Stock accounting

Stock Definition

Stock is an ownership share in an entity, representing a claim against its assets and profits. The owner of stock is entitled to a proportionate share of any dividends declared by an entity's board of directors, as well as to any residual assets if the entity is liquidated or sold.  If there are no residual assets in the event of a liquidation or sale, then the stock is worthless. Depending upon the type of stock issued, the holder of stock may be entitled to vote on certain entity decisions.

Types of Stock Transactions

There are three main types of stock transactions, which are:

  • The sale of stock for cash
  • Stock issued in exchange for non-cash assets or services
  • The repurchase of stock

We will address the accounting for each of these stock transactions below:

The Sale of Stock for Cash

The structure of your journal entry for the cash sale of stock depends upon the existence and size of any par value. Par value is the legal capital per share, and is printed on the face of the stock certificate.

If you are selling common stock, which is the most frequent scenario, then you record a credit into the Common Stock account for the amount of the par value of each share sold, and an additional credit for any additional amounts paid by investors in the Additional Paid-In Capital account. You record the amount of cash received as a debit to the Cash account.

For example, Arlington Motors sells 10,000 shares of its common stock for $8 per share. The stock has a par value of $0.01. Arlington records the share issuance with the following entry:

  Debit Credit
Cash 80,000  
     Common Stock ($0.01 par value)   100
     Additional paid-in capital   79,900

If Arlington were to only sell the stock for amount equal to the par value, then the entire credit would be to the Common Stock account. There would be no entry to the Additional Paid-In Capital account.

If a company were selling preferred stock instead of common stock, the entry would be the same, except that the accounts in which the entries are made would be identified as preferred stock accounts, not common stock.

Stock Issued in Exchange for Non-Cash Assets or Services

If a company issues stock in exchange for non-cash assets or services received, then it uses the following decision process to assign a value to the shares:

  1. First, determine the market value of the shares, if there is a trading market for them;
  2. If there is no trading market for the shares, then instead assign a value to the shares based on the fair market value of the non-cash assets received or services received.

After determining the value of the shares using one of the two methods just noted, the journal entry is the same as was just described, except that a different account is debited, rather than the Cash account.

For example, Arlington Motors goes public, and its stock trades at $9 per share. It issues 5,000 shares to its product design firm for services rendered. The stock has a par value of $0.01. Arlington records the share issuance with the following entry:

  Debit Credit
Outside services expense 45,000  
     Common Stock ($0.01 par value)   50
     Additional paid-in capital   44,950

The Repurchase of Stock (Treasury Stock)

Treasury stock arises when the board of directors elects to have a company buy back shares from shareholders. This purchase reduces the amount of outstanding stock on the open market.

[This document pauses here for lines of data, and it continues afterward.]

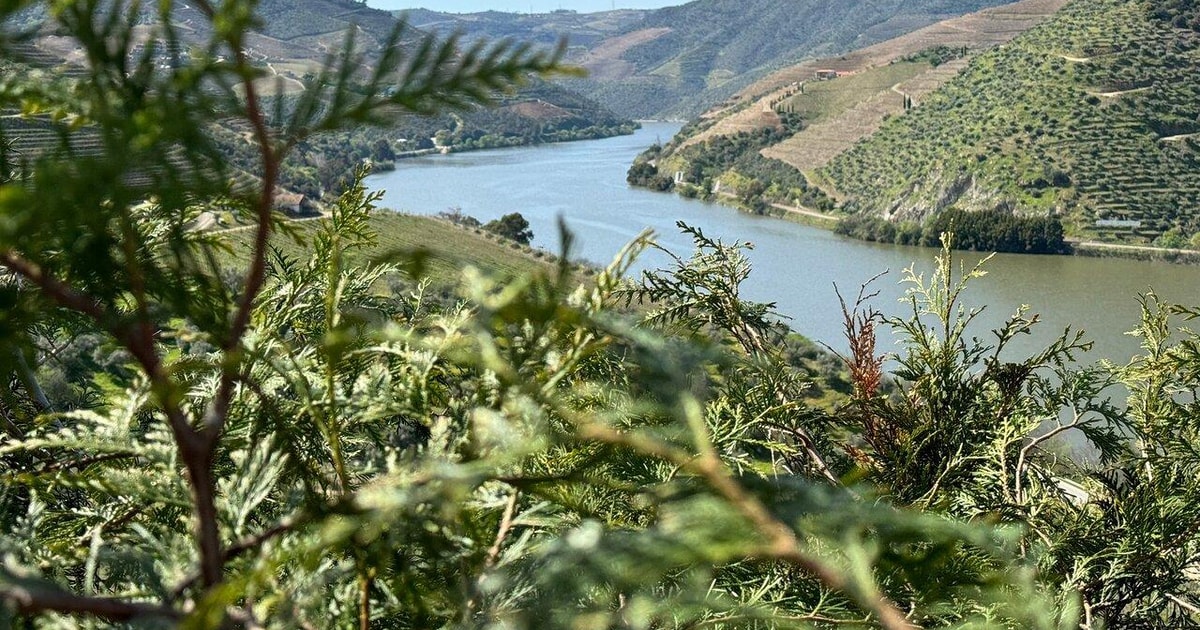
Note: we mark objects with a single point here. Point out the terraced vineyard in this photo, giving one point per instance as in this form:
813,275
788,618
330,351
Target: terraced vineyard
1091,117
983,29
834,130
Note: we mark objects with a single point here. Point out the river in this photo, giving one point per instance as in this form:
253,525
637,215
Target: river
796,267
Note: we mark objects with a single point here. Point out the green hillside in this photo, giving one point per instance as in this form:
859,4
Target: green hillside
678,61
1092,117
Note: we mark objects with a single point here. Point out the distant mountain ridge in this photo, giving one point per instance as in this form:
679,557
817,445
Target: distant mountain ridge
677,61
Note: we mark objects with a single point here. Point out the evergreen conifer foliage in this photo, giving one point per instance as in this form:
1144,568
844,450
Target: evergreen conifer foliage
299,443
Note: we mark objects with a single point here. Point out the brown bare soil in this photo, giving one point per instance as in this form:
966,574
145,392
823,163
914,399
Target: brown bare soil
539,109
819,144
979,30
604,63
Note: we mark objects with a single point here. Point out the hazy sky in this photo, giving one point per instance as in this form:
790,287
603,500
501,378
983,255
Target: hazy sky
521,6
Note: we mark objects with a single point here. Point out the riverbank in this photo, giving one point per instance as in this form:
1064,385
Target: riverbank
808,216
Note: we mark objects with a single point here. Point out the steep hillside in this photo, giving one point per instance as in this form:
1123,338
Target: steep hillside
291,45
1093,117
763,148
678,61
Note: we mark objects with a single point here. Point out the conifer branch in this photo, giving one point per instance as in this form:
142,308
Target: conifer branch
36,600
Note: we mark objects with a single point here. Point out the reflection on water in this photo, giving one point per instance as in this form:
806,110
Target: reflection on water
793,265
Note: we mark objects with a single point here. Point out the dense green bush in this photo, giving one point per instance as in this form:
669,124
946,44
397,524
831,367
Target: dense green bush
285,442
982,231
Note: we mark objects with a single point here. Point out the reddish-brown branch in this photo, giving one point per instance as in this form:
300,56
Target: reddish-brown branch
37,600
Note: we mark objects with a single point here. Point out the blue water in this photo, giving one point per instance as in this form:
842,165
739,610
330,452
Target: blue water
795,265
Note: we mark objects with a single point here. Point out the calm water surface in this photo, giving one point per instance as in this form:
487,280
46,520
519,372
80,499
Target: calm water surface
795,265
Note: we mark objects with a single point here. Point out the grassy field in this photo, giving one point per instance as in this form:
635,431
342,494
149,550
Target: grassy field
450,247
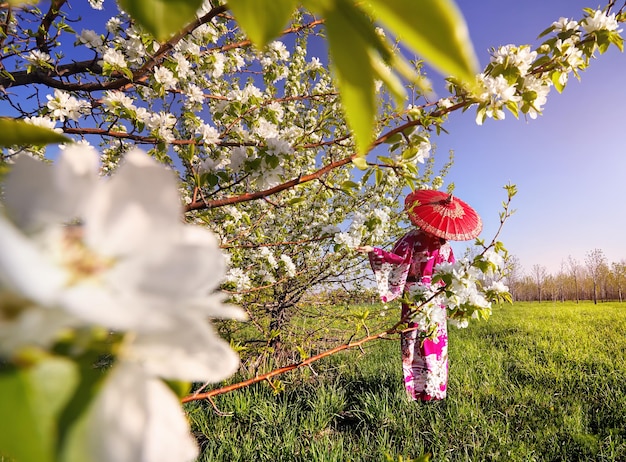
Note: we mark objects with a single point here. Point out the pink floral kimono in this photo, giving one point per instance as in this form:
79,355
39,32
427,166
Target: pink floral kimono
411,261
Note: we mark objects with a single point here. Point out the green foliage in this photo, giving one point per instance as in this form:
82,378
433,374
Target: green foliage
537,382
31,401
17,132
354,74
435,30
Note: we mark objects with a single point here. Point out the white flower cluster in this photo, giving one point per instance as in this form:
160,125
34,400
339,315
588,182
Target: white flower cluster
463,287
510,82
63,106
354,235
79,252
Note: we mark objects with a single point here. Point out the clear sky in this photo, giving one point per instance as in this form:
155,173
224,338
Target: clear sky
569,164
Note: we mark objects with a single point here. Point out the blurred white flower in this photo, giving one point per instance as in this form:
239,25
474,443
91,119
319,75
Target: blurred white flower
600,21
128,264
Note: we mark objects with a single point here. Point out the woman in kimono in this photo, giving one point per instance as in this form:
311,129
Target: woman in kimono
411,262
424,356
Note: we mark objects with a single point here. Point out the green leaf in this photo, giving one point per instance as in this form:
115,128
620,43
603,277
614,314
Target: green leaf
161,18
262,20
30,400
353,71
17,132
434,29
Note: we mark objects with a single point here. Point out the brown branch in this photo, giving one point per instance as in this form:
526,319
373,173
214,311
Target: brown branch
307,362
44,27
246,197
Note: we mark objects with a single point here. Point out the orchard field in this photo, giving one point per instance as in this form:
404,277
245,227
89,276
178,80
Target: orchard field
539,381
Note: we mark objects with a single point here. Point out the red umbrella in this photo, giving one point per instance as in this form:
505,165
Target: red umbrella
443,215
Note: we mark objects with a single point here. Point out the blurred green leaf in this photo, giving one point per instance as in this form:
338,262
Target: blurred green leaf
434,29
354,74
30,400
17,132
162,18
262,20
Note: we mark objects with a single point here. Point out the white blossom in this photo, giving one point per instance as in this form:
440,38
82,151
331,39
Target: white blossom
130,265
114,58
565,24
238,156
38,58
290,267
115,98
96,4
209,134
165,77
600,21
64,106
45,122
90,38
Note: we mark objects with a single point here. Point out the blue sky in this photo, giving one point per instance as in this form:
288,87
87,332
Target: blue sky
569,164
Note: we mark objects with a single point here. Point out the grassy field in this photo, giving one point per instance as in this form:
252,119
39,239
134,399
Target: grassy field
544,382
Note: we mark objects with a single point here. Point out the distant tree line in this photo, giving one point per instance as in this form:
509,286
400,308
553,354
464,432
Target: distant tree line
594,279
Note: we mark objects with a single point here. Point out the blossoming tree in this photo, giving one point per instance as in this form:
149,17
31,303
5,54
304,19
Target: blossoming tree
272,160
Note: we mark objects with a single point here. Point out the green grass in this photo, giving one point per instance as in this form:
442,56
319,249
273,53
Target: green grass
543,382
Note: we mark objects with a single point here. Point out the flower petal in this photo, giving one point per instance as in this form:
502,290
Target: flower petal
189,350
38,194
138,207
137,418
24,269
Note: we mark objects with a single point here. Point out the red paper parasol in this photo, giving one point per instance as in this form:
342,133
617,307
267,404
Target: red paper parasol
443,215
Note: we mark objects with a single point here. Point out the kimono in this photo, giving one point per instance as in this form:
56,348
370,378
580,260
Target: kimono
424,359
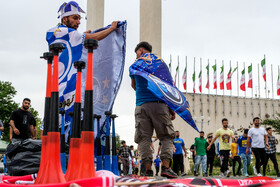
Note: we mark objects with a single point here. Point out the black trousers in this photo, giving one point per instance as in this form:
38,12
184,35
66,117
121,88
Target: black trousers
236,159
224,156
210,163
272,157
260,158
178,163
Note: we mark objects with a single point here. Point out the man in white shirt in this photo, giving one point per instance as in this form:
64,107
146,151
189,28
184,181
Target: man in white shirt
258,135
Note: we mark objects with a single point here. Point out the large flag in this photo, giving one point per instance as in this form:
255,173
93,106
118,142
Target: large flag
207,84
108,66
193,82
264,69
250,82
222,78
278,84
215,76
200,81
160,83
177,70
184,78
229,78
242,80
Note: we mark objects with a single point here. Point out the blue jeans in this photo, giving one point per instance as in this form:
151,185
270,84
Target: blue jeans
200,159
246,159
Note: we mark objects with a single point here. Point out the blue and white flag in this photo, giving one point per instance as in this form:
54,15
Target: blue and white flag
108,65
156,72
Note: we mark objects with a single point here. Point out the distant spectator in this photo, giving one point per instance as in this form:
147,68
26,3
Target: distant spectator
211,154
246,157
235,157
271,153
200,154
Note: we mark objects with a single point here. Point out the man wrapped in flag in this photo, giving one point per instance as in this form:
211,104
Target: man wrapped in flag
156,100
66,33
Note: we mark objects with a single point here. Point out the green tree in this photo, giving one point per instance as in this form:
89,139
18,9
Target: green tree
8,105
273,122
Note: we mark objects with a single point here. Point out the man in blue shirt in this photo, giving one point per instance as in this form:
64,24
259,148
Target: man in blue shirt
152,113
178,159
242,145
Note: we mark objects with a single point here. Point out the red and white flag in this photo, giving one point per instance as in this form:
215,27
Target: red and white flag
278,84
215,76
207,84
250,82
264,69
200,81
229,78
222,78
184,79
193,82
242,80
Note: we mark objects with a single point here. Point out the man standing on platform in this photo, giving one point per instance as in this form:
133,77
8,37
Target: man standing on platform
224,134
178,157
124,154
200,154
271,153
246,157
151,112
258,135
211,154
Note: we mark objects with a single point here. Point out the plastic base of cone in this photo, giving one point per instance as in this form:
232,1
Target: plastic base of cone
87,169
52,172
43,158
74,160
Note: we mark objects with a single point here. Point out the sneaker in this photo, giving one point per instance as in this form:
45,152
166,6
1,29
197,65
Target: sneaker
183,174
168,172
149,173
221,174
227,173
255,170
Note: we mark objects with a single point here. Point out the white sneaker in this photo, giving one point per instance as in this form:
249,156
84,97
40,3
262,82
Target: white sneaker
221,174
227,173
255,170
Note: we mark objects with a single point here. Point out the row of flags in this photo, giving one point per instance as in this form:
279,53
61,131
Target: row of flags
222,78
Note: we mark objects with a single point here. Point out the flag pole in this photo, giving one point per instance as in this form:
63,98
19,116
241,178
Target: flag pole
259,89
265,81
224,88
272,91
178,74
245,90
230,90
186,74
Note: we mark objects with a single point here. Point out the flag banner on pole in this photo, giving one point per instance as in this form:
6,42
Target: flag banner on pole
108,66
264,69
250,82
242,80
160,83
193,82
177,70
278,84
222,78
215,76
229,78
207,84
200,81
184,78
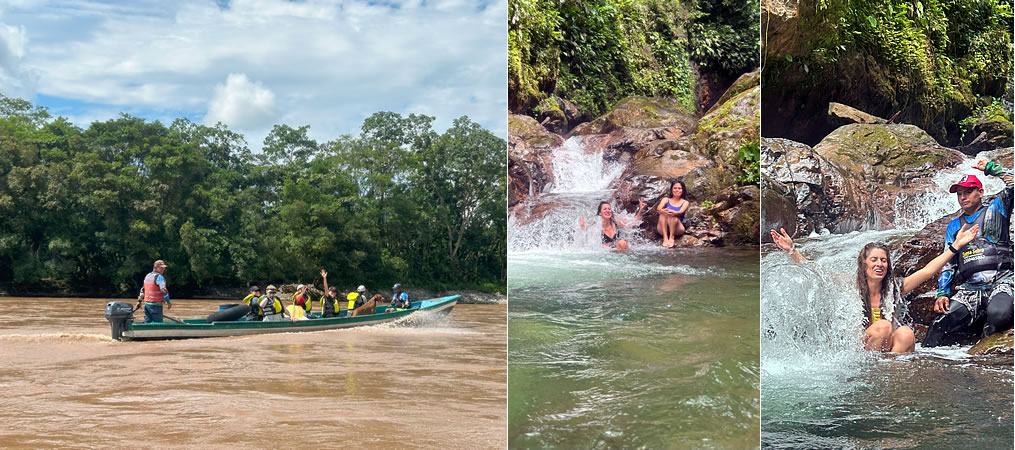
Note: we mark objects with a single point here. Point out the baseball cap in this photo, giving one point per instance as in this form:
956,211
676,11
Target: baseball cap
967,181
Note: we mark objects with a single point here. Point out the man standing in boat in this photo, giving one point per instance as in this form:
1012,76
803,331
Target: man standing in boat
329,302
155,294
974,288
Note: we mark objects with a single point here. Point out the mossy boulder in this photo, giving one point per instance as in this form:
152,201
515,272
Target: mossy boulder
731,124
640,112
779,208
997,343
529,157
894,154
743,83
551,117
826,195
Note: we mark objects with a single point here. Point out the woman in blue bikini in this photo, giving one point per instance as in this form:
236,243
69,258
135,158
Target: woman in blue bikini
671,213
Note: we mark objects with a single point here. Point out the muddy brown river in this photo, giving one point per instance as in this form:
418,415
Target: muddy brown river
433,383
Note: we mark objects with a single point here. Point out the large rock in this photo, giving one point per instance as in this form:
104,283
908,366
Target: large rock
826,195
997,343
895,154
640,112
529,157
779,208
730,125
844,115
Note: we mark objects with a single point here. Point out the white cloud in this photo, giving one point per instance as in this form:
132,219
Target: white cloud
328,63
14,78
242,104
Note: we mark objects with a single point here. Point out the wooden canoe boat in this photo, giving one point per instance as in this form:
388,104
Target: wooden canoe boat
191,328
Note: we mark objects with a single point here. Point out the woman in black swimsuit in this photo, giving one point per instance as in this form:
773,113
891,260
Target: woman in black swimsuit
671,213
611,226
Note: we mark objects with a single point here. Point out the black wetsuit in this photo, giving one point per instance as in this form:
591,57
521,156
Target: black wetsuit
977,281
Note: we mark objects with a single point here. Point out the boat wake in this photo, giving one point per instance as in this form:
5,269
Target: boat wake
50,337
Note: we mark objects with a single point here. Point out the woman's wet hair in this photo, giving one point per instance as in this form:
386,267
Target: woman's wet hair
683,189
862,277
599,209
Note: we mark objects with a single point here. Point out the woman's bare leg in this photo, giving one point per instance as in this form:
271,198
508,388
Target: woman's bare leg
877,335
902,340
621,245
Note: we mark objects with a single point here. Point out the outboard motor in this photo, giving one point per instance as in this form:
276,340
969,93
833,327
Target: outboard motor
119,314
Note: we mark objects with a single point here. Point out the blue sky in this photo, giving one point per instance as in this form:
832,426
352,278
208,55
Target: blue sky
255,63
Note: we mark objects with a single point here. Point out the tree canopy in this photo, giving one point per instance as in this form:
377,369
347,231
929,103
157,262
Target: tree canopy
87,210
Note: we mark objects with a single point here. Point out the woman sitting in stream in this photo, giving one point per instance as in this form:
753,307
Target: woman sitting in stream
886,315
612,226
671,213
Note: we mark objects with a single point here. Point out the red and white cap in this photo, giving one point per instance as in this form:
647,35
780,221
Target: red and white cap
967,181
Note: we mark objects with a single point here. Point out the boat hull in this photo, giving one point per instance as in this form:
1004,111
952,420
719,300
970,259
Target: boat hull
199,328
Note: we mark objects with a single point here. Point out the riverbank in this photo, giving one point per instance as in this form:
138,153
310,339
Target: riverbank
233,294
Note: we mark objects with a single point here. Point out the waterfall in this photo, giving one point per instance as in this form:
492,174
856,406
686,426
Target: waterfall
550,220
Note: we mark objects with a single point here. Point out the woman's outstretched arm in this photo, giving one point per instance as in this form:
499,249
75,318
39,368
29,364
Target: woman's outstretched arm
786,243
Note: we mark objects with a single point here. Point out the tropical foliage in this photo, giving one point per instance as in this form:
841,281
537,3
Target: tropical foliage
597,52
87,210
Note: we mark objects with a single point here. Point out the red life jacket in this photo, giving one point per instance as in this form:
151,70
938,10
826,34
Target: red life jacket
152,292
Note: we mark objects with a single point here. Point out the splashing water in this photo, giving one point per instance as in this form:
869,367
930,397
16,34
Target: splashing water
652,347
916,210
820,389
576,170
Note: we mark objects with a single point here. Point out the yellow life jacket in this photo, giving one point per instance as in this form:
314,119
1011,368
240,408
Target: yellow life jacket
307,305
325,306
249,299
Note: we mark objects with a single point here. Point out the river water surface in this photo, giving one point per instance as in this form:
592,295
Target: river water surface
650,348
431,382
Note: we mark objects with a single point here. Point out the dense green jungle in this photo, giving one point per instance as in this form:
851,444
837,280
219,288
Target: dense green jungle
942,65
596,53
85,211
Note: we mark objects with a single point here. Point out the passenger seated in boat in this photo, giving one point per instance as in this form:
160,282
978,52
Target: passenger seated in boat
253,300
612,226
399,298
329,301
272,307
367,307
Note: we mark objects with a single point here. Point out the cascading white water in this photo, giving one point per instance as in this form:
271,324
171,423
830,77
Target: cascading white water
582,180
576,170
815,376
916,210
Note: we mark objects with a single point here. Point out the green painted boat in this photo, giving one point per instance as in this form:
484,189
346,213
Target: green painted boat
124,328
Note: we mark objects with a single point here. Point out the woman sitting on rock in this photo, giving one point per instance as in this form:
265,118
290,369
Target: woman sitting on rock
611,225
671,213
886,319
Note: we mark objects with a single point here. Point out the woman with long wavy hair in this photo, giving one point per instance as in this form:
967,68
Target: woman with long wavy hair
887,324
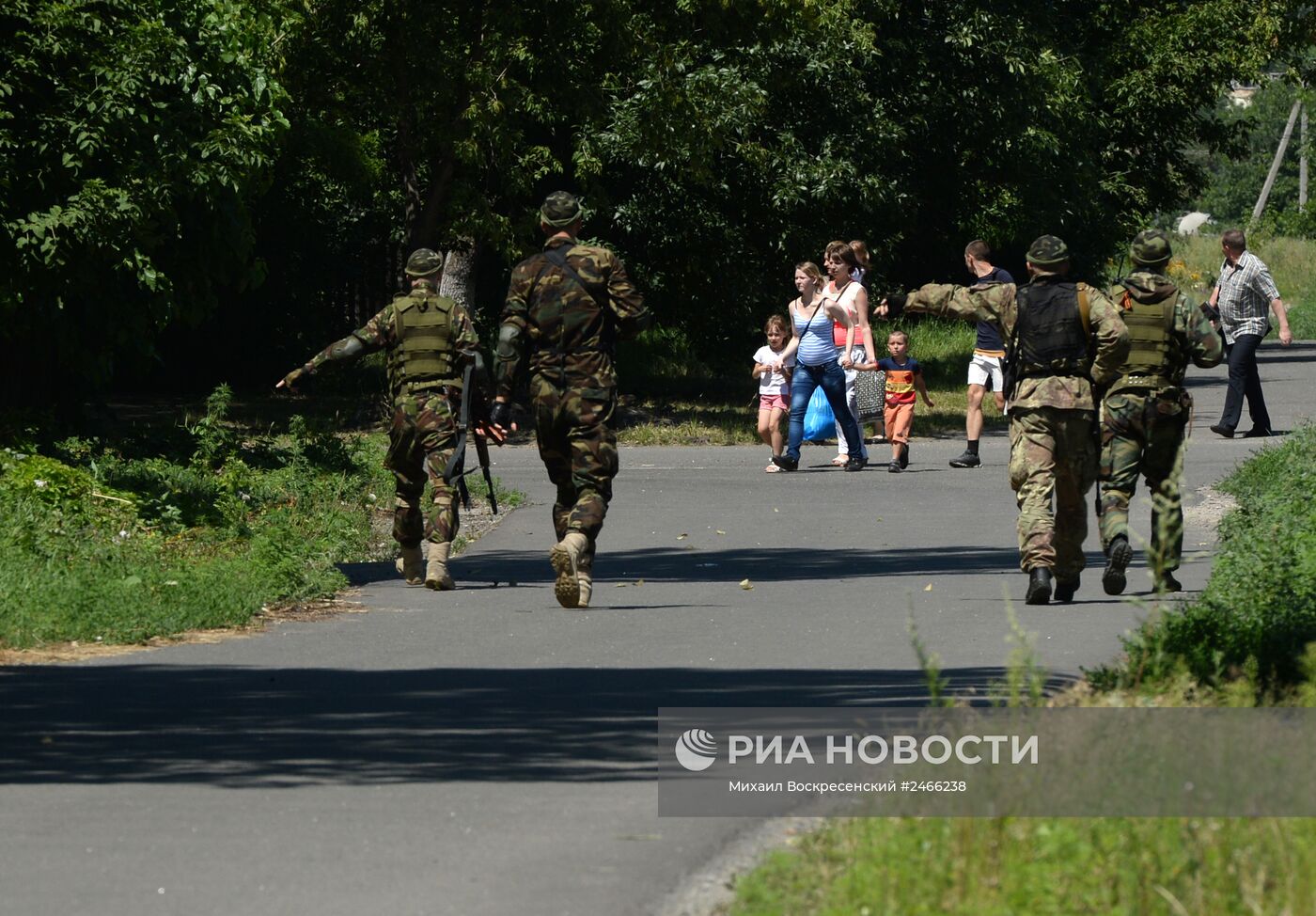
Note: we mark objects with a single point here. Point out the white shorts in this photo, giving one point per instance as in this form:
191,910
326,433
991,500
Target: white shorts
983,369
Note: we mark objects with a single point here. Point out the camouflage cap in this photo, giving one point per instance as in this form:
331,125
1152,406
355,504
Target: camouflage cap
424,262
561,210
1151,246
1046,251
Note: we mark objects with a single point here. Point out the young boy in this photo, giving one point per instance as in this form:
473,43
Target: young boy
904,376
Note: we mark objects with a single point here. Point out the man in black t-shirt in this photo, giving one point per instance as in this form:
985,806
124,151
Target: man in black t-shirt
984,369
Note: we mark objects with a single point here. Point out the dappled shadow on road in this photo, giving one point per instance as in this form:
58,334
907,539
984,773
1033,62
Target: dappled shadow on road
762,565
246,727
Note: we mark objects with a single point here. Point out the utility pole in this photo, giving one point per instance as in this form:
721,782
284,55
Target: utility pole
1274,165
1302,164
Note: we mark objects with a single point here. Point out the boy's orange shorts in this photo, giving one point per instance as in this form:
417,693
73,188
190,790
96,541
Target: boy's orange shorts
899,420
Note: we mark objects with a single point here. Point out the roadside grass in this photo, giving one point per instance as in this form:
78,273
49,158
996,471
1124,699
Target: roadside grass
691,409
1039,866
1292,261
1250,638
173,527
1247,640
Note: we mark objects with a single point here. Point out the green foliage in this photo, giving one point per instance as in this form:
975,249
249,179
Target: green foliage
1237,173
133,135
1040,866
1259,612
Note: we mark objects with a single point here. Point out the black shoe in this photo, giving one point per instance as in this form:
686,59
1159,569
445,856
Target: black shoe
1065,590
1039,586
1119,556
1167,583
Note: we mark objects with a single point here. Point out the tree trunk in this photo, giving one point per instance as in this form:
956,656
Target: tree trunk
458,280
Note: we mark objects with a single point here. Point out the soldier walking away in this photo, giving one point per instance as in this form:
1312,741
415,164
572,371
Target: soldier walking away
1061,340
989,353
430,340
1145,414
566,308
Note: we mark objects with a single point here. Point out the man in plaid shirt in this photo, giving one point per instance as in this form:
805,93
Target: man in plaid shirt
1246,295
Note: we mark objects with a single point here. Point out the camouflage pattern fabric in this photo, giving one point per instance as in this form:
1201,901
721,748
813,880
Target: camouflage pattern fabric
1142,434
566,335
424,428
561,328
1052,466
579,450
996,303
1144,428
421,441
1053,449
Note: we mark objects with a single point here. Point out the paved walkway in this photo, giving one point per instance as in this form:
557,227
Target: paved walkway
486,751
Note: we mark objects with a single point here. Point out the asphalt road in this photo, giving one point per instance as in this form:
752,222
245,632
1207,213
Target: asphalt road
486,751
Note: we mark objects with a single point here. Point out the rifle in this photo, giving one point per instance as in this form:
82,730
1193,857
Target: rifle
473,402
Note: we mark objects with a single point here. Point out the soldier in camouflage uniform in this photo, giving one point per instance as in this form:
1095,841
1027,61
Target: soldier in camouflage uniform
1062,339
430,340
1145,412
566,307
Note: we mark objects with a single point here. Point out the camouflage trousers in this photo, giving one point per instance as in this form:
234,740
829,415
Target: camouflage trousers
1052,466
1142,434
420,444
579,450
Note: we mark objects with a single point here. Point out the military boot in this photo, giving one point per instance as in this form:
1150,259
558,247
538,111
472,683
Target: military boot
566,562
1167,583
1118,560
412,565
436,569
1039,586
1065,590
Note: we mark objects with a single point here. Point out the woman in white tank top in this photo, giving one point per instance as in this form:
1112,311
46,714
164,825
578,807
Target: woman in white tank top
841,263
818,365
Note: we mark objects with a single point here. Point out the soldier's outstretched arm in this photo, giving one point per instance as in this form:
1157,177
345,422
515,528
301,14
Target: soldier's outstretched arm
993,303
372,336
627,304
1111,336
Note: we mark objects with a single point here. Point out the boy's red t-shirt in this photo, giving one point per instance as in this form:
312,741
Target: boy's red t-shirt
901,379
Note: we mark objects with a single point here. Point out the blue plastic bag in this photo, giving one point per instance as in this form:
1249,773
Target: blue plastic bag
819,420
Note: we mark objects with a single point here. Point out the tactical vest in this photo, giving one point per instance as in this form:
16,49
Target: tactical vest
1050,332
1153,359
423,359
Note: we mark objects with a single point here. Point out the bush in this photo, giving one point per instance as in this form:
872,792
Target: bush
1259,611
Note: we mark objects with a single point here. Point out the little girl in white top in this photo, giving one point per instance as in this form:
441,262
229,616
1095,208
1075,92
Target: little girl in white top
774,387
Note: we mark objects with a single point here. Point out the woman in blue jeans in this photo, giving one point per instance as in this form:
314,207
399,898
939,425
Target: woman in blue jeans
818,362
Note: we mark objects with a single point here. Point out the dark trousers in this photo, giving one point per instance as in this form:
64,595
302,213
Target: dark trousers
1244,382
831,378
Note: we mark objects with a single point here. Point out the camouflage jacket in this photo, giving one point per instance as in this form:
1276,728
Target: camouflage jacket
381,333
566,335
1195,337
996,303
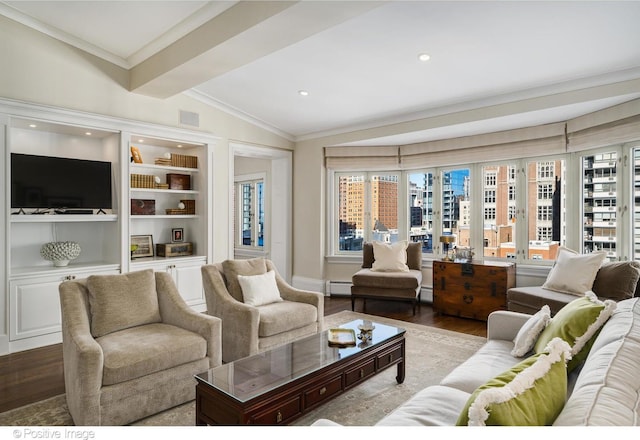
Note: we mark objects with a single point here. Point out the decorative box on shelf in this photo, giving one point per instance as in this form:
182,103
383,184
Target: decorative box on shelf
143,207
184,161
188,208
179,181
174,249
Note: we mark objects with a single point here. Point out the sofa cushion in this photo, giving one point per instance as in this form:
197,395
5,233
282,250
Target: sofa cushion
122,301
581,267
578,323
258,290
414,256
233,268
531,299
433,406
528,334
617,280
490,360
139,351
607,391
532,393
283,316
390,257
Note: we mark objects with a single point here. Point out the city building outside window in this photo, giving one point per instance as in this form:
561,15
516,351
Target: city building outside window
249,218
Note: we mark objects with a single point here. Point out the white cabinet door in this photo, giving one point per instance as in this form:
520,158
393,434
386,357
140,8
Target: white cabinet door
35,303
186,275
189,282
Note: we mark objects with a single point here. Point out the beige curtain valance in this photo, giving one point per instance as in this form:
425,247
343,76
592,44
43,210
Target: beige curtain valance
614,125
362,158
510,144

The most common treasury stock accounting method is the cost method. Under this approach, the cost at which shares are bought back is listed in a treasury stock account, which is reported in the stockholders' equity section of the balance sheet as a deduction (this is a contra equity account).  When the shares are subsequently sold again, any sale amounts exceeding the repurchase cost are credited to the additional paid-in capital account, while any shortfalls are first charged to any remaining additional paid-in capital remaining from previous treasury stock transactions, and then to retained earnings if there is no additional paid-in capital of this type remaining.

The Board of Directors of Arlington Motors chooses to buy back 1,000 of its common shares at $10 per share. The entry is:

  Debit Credit
Treasury stock 10,000  
     Cash   10,000

If management later decides to permanently retire treasury stock that was originally recorded under the cost method, then it backs out the original par value and additional paid-in capital associated with the initial stock sale, and charges any remaining difference to the retained earnings account.

To continue with the previous example, if the 1,000 shares had a par value of $0.01 each, had originally been sold for $8,000 and all were to be retired, the entry would be as follows:

  Debit Credit
Common stock 10  
Additional paid-in capital 7,990  
Retained earnings 2,000  
     Treasury stock   10,000

If instead Arlington subsequently chooses to sell the shares back to investors at a price of $12 per share, the transaction is:

  Debit Credit
Cash 12,000  
     Treasury stock   10,000
     Additional paid-in capital   2,000

If treasury stock is subsequently sold for more than it was originally purchased, the excess amount may also be recorded in an additional paid-in capital account that is specifically used for treasury stock transactions; the reason for this segregation is that any subsequent sales of treasury stock for less than the original buy-back price requires the accountant to make up the difference from any gains recorded in this account; if the account is emptied and there is still a difference, then the shortage is made up from the additional paid-in capital account for the same class of stock, and then from retained earnings.